The case for "good enough": Forget striving--our happiness depends on being satisfied with less

Beware of the architects of insecurity: sex, love, decency, joy--these are not competitive sports

Published April 10, 2016 11:29PM (EDT)

 (<a href=''>sergign</a> via <a href=''>Shutterstock</a>)
(sergign via Shutterstock)

I admit it: there are one or two things I’m not number one in.

More difficult for me to admit is that my lack of number one-ness in these few things is a matter of complete indifference to me, and that I have no particular desire to improve myself.  Worse, that this lack of ambition, this ability to not strive for greatness, gives me real pleasure.

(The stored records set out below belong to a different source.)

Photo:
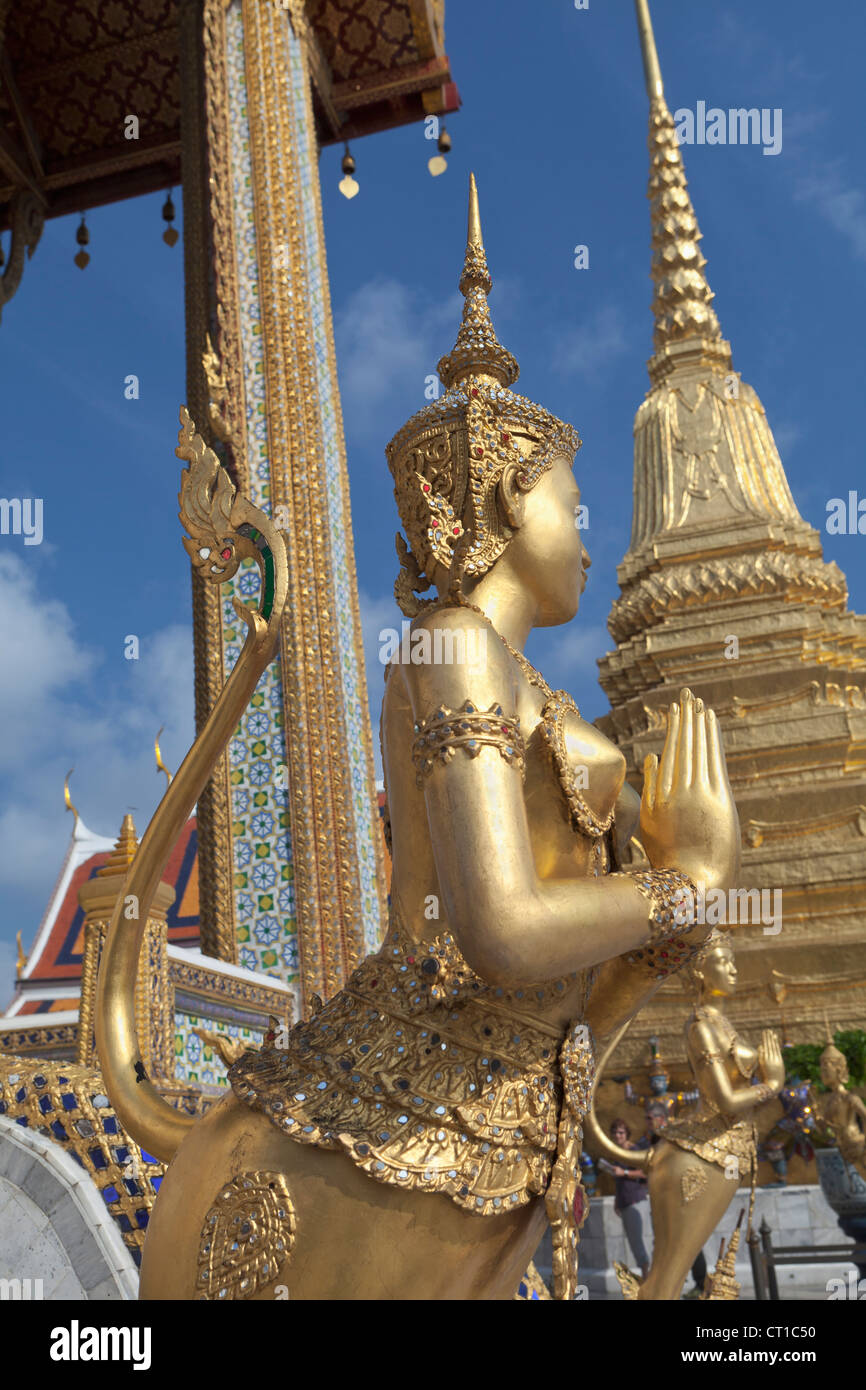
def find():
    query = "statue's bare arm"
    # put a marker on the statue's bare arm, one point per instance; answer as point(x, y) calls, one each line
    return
point(716, 1086)
point(513, 927)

Worse still (here I’m closing in on ideological treason), I see this ability to rest easy as a virtue, even a talent. (Quite possibly I’m number one in not caring if I’m number one.) I believe that being good enough, in many cases, is more than good enough; that it may, in fact, be the key to the contentment box, and that properly understood and appropriately applied, it can make us a lot happier and a whole lot less annoying to others.

Let me take a second to throw some tacks under the wheels of my critics.

First, I have no quarrel with the strivers who choose to march – and I mean march – to a different drummer. If going for personal bests is your oyster, I’d be the last one to take it away. I’ve known that oyster – damn-near killed myself on the track and the squash court, for example – and there’s great satisfaction to be found in it.

Second, in praising the virtues of good enough-ness, I’m not suggesting that you apply it with a great, slovenly brush to your entire life. I’m not proselytizing for sloth. By all means, pick a thing, or a couple, if you like, in which "good enough" will never be good enough – I have – and strive for mastery. Knock yourself out.

Then find a place in the shade and consider the benefits of not striving for mastery in badminton, say, of not going for the gold in bird-watching, or barbecuing. Imagine letting the competitor-consumers, the relentless researchers, the worried trend-watchers with their fingers forever on the pulse of the moment sprint grimly ahead, while you take the day to mess around with your kids, or head off into the woods, or burn some chicken. Think of the money you’ll save and the confusion you’ll sow.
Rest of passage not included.